Trump'un Türkiye'yi ekonomi ile tehdidi ve Bahçeli'nin hükümete desteğinin hatırlatılması üzerine Kalın, "O tweet atıldıktan sonra biz gerekli cevapları verdik. Dün akşam da Cumhurbaşkanımız Sayın Trump ile olumlu havada geçen bir görüşme yaptılar. Orada bu konuyu bir sonuca bağladılar. Zaman zaman Sayın Trump'un bu tür çıkışları olduğunu biliyoruz. Dünkü görüşme tonu itibariyle, genel havası itibariyle olumlu bir görüşmeydi. Görüşmeden sonra Sayın Trump bir tweet daha attı, Türkiye ile ekonomik ilişkileri geliştirmek istediğini, bunun için büyük bir potansiyel bulunduğunu söyledi. 75 milyar dolar ticaret hacmini iki lider belirlediler. Bu episodu geride bıraktığımızı düşünüyoruz. Pozitif gündem ile bugüne ve yarına bakalım. Tabii ki görüş ayrılıkları olabilir. ABD'nin PYD/YPG konusundaki tutumunu kabul etmediğimizi ifade etmeye devam edeceğiz. Ekonomik tehdit konuları geride kaldı, bugün yeni bir hedef kondu" açıklamasında bulundu.
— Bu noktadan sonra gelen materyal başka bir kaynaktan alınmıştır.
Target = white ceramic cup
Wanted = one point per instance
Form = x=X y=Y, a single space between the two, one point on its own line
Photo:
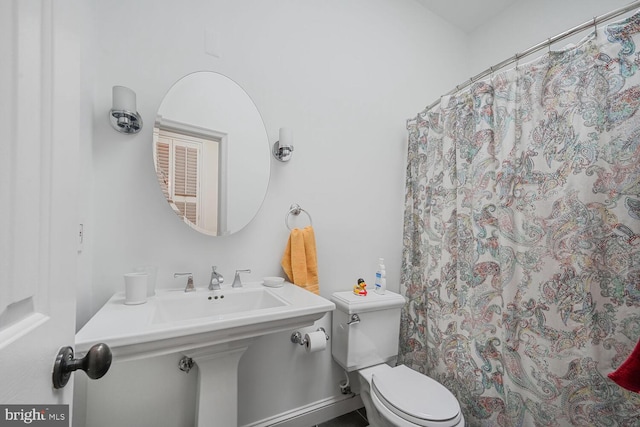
x=152 y=272
x=135 y=288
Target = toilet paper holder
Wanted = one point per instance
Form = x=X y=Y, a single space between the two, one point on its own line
x=298 y=338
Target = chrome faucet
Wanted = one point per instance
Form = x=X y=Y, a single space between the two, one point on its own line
x=189 y=287
x=216 y=279
x=237 y=283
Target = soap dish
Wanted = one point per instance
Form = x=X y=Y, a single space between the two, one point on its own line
x=273 y=282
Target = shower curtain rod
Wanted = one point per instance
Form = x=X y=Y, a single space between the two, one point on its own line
x=515 y=58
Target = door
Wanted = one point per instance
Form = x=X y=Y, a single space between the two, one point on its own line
x=39 y=135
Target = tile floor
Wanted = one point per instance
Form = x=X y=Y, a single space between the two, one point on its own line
x=357 y=418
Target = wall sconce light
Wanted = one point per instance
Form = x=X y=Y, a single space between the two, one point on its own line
x=124 y=116
x=283 y=148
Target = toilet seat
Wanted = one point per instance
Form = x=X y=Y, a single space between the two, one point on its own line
x=408 y=398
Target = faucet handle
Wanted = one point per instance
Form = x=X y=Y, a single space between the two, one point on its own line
x=216 y=279
x=237 y=282
x=189 y=287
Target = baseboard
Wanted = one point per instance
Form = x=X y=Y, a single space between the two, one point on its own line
x=315 y=413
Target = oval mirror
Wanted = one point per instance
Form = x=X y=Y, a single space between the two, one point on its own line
x=211 y=153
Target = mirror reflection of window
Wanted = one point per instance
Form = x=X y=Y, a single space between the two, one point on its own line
x=211 y=106
x=180 y=156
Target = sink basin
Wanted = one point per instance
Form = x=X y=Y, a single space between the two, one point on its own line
x=214 y=305
x=213 y=328
x=175 y=321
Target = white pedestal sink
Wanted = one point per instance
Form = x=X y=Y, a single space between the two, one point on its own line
x=214 y=328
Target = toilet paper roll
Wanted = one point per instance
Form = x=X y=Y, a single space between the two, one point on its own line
x=315 y=341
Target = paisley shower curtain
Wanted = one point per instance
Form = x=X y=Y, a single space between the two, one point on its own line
x=521 y=259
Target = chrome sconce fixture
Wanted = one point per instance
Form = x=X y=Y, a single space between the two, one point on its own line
x=283 y=148
x=124 y=116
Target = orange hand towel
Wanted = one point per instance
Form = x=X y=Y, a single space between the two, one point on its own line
x=299 y=261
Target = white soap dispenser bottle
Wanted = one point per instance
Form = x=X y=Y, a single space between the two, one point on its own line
x=381 y=279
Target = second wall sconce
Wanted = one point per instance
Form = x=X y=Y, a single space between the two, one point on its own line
x=124 y=116
x=283 y=148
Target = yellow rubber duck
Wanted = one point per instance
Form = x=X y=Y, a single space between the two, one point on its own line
x=361 y=288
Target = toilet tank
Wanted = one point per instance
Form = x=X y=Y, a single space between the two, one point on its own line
x=373 y=339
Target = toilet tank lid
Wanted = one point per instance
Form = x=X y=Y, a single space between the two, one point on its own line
x=350 y=303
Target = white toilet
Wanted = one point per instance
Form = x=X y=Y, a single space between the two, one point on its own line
x=365 y=338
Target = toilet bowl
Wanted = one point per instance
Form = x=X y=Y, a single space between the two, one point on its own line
x=402 y=397
x=365 y=340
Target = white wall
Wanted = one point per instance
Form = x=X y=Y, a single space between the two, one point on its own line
x=344 y=75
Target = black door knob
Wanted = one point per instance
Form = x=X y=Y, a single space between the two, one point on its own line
x=95 y=364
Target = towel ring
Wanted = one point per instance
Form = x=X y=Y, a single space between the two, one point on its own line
x=295 y=209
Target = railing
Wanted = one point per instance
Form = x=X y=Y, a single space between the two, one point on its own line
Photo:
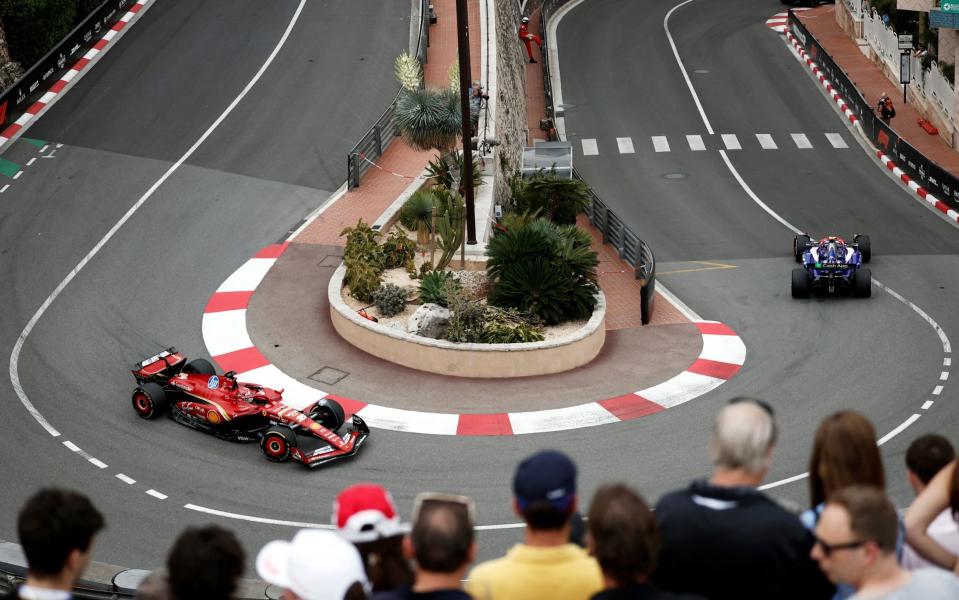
x=631 y=248
x=375 y=142
x=883 y=40
x=934 y=86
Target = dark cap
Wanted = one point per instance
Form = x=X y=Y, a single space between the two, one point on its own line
x=548 y=476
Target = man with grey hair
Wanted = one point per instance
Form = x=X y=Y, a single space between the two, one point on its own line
x=722 y=537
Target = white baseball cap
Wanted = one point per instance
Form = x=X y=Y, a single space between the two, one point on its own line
x=316 y=565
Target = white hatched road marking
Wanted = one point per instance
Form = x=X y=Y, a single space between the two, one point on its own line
x=766 y=141
x=731 y=141
x=836 y=140
x=802 y=142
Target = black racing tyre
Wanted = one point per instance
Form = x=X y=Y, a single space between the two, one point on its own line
x=149 y=400
x=329 y=414
x=862 y=283
x=277 y=443
x=800 y=243
x=200 y=366
x=865 y=247
x=800 y=285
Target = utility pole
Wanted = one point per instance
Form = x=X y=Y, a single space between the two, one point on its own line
x=462 y=27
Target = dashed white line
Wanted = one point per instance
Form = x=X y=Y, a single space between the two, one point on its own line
x=589 y=147
x=766 y=141
x=802 y=142
x=898 y=430
x=836 y=140
x=731 y=141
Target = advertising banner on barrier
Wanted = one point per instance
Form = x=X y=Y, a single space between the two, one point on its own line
x=936 y=180
x=16 y=99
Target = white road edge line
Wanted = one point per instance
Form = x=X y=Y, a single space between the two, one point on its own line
x=18 y=346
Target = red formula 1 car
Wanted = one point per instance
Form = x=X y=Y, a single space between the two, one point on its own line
x=194 y=395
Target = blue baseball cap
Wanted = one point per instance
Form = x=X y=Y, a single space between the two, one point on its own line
x=547 y=476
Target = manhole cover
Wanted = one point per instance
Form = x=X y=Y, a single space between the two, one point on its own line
x=328 y=375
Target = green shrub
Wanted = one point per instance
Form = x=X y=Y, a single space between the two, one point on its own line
x=543 y=269
x=362 y=278
x=433 y=287
x=389 y=299
x=398 y=250
x=558 y=198
x=467 y=316
x=34 y=27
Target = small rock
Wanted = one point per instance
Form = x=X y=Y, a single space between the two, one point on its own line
x=429 y=320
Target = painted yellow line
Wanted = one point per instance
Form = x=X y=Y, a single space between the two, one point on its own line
x=712 y=267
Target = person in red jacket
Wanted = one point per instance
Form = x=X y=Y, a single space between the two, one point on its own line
x=528 y=37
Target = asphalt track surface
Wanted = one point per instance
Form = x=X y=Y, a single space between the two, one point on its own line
x=280 y=154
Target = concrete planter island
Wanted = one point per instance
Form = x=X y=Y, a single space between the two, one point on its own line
x=467 y=360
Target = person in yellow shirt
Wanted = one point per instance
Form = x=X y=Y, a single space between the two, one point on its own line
x=546 y=564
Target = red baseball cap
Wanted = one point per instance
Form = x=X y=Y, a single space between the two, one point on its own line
x=366 y=512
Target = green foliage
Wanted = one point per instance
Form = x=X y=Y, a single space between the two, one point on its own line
x=434 y=285
x=389 y=299
x=467 y=316
x=429 y=119
x=398 y=250
x=451 y=215
x=543 y=269
x=364 y=260
x=446 y=171
x=510 y=327
x=34 y=27
x=557 y=198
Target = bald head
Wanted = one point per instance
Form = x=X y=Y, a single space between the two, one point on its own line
x=743 y=436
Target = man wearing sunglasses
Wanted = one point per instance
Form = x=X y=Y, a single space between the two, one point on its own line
x=546 y=564
x=856 y=545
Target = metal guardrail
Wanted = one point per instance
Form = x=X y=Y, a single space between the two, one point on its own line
x=631 y=248
x=379 y=137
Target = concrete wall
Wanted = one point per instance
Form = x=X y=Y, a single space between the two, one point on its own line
x=510 y=98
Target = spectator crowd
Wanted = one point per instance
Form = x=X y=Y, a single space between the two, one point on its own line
x=719 y=537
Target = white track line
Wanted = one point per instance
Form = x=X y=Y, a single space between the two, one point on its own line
x=18 y=346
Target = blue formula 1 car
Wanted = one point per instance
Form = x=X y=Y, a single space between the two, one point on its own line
x=831 y=265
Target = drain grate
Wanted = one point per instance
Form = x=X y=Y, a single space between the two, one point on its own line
x=328 y=375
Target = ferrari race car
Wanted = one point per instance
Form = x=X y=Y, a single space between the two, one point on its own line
x=831 y=264
x=194 y=395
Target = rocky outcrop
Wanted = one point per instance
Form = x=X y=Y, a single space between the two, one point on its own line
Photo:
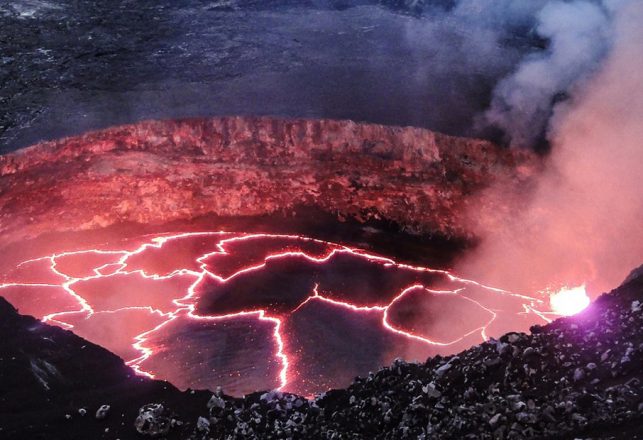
x=56 y=385
x=155 y=172
x=578 y=376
"4 yıl sonra Cumhurbaşkanımızın dediği noktaya geldiler"

Erdoğan-Trump arasındaki telefon görüşmesinde güvenli bölge konusunun gündeme geldiğinin hatırlatılması üzerine Kalın, "Sayın Trump'un bu 20 mil teklifine olumlu baktığımızı ifade ediyoruz. Bu Cumhurbaşkanımızın 4 yıldır dile getirdiği bir tekliftir. İlk defa Amerikan yönetimi tarafından bunun uygulanabilir plan olduğu ifade edilmiş oldu. Yaklaşık 4 yıl sonra Cumhurbaşkanımızın dediği noktaya geldiler, bu sevindiricidir" dedi.

Güvenli bölgenin sadece Türkiye için değil, Suriye'de yaşayanlar için de güvenli bir bölge olacağının altını çizen Kalın, "Burada terör örgütüne koruma sağlayabilecek bir plana bizim "evet" dememiz asla söz konusu olamaz. Sayın Bahçeli bu noktaya dikkat çekiyor. Türkiye'yi boşa çıkartacak, terör örgütlerine yeni bir fırsat alanı oluşturacak bir anlaşmaya, planlamaya bizim onay vermemiz asla söz konusu değil. Oranın kontrolü Türkiye'nin elinde olacak" diye konuştu.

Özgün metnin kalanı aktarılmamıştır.